When the number of tasks to be carried out is very large and these tasks do not all last the same amount of time, the previous option does not seem to work out well but rather the joint use of GNU Parallel and srun would be more convenient. With this submission method, a single job will be submitted with a chosen number of tasks (using the --ntasks=X option) and the parallel command will be used to run that number of tasks simultaneously until all tasks have completed. Every time you finish a task, another will be launched without having to wait for all of them to finish.

You can find more information here.

Regardless of the resources requested in the job, the recommended srun and GNUparallel options are:

MEMPERCORE=$(eval $(scontrol show partition $SLURM_JOB_PARTITION -o);
echo $DefMemPerCPU)

#SRUN=”srun -N1 -n1 –mem=$(( $MEMPERCORE*$OMP_NUM_THREADS )) -c $OMP_NUM_THREADS –cpu_bind=none”

SRUN=”srun –exclusive -N1 -n1 –mem=$(( $MEMPERCORE*$OMP_NUM_THREADS )) -c $OMP_NUM_THREADS”

# –delay .2 prevents overloading the controlling node
# -j is the number of tasks parallel runs so we set it to $SLURM_NTASKS
# –joblog makes parallel create a log of tasks that it has already run
# –resume makes parallel use the joblog to resume from where it has left off
# the combination of –joblog and –resume allow jobs to be resubmitted if
# necessary and continue from where they left off

parallel=”parallel –delay .2 -j $SLURM_NTASKS –joblog logs/runtask.log –resume”

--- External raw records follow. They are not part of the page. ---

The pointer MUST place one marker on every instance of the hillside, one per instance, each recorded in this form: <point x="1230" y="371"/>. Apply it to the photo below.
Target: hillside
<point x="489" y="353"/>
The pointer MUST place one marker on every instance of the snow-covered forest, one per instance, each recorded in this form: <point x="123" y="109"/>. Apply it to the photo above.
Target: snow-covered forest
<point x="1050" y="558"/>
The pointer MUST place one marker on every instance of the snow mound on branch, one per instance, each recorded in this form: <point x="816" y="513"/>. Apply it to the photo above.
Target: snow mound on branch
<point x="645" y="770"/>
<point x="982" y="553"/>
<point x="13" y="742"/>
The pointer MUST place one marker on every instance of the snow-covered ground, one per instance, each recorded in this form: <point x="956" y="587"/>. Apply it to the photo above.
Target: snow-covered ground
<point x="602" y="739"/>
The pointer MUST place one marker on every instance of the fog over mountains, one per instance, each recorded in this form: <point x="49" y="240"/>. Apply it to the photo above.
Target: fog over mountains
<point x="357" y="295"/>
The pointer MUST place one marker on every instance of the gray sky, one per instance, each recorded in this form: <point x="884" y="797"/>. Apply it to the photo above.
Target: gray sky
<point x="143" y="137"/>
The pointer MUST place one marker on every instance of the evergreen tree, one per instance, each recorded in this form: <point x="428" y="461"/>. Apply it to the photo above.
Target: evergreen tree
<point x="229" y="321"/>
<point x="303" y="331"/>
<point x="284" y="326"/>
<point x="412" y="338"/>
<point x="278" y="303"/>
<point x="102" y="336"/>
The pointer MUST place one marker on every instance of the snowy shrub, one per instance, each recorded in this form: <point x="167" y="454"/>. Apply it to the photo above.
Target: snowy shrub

# this runs the parallel command we want
# in this case, we are running a script named
# parallel uses ::: to separate options. Here {0..99} is a shell expansion
# so parallel will run the command passing the numbers 0 through 99
# via argument {1}

$parallel “$SRUN ./ {1} > logs/parallel_{1}.log” ::: {0..99}

These options use parallel to run multiple srun simultaneously. These options contemplate the execution of sequential tasks (use of a single core) or also the execution of multicore or multithreaded tasks, adjusting the resource request of the sbatch command appropriately:

#SBATCH -n 12 #(12 tareas de 1 único core por tarea)
#SBATCH -n 12 -c4 #(12 tareas multicore con 4 cores por tarea)

The --exclusive option is necessary when executing different job steps within the same node, since it ensures the unique use of resources for each task. Another possibility is to use the --cpu_bind=none option so that the operating system is responsible.